Views query optimization

bjaspan's picture

I am working on "fields in core" this week and recently found myself pondering the problem of very inefficient CCK-related Views queries. Here's a brief summary of the situation:

In D6 (and, through overwhelming though unjustified demand, probably in D7), CCK fields can exist in "per content type" tables that share many single-value fields or in "per-field" tables that contain a single field that is either shared among multiple content types, is multi-valued, or both. Also, in D6, the admin can change a CCK field from one to the other form of storage, perhaps without realizing it (not all admins are RDBMS wizards). If CCK exported information about fields to Views in a way that was tied to the actual database layout, then when an admin changed the database layout of a field, all Views using that field would break and require manual intervention to fix.

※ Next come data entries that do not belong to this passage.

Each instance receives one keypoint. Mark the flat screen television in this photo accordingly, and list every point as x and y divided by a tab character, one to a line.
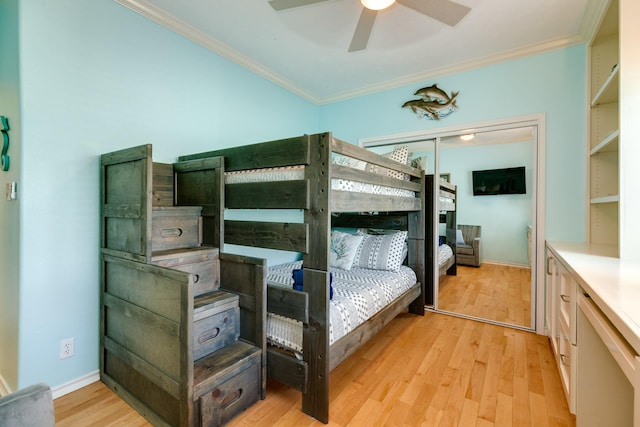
499	181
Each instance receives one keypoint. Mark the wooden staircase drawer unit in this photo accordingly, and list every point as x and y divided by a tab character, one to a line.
233	388
202	262
216	322
175	227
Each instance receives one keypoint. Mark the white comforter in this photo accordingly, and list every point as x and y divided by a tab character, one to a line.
358	294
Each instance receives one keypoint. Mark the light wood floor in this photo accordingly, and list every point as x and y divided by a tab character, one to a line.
435	370
495	292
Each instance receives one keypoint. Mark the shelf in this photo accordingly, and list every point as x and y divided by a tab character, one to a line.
609	143
609	90
606	199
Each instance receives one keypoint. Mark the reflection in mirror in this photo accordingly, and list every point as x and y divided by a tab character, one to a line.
494	176
479	225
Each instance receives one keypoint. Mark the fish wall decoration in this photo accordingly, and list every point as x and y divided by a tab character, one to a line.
434	103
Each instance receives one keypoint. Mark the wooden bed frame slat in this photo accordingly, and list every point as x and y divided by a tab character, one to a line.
346	172
271	235
288	370
283	152
268	195
288	303
347	345
345	201
350	150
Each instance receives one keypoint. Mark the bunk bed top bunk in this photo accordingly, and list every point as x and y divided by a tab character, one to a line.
318	175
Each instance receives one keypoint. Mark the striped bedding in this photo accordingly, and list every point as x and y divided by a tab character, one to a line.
358	294
292	173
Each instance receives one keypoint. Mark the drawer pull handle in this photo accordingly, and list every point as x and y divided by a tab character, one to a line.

Therefore, when CCK exports its fields to Views, it always tells Views that every field is in its own table, even if it is not. Suppose that you define an Event type with a date and venue nodereference field:

Table content_type_event: nid, vid, field_date_value, field_venue_nid

CCK tells views that two tables exist, named something like "node_data_field_date_value" and "node_data_field_venue_nid." They both happen to be aliased to content_type_event, but Views treats them as separate tables. So, if you add both Date and Venue as fields to a View, you get a query something like this:

SELECT node_data_field_date_value.field_date_value, node_data_field_venue_nid.field_venue_nid
FROM node n
LEFT JOIN content_type_event node_data_field_date_value ON node_data_field_date_value.vid = n.vid
LEFT JOIN content_type_event node_data_field_venue_nid ON node_data_field_venue_nid.vid = n.vid

In other words, you get two joins to the same table (content_type_event) with the same criteria.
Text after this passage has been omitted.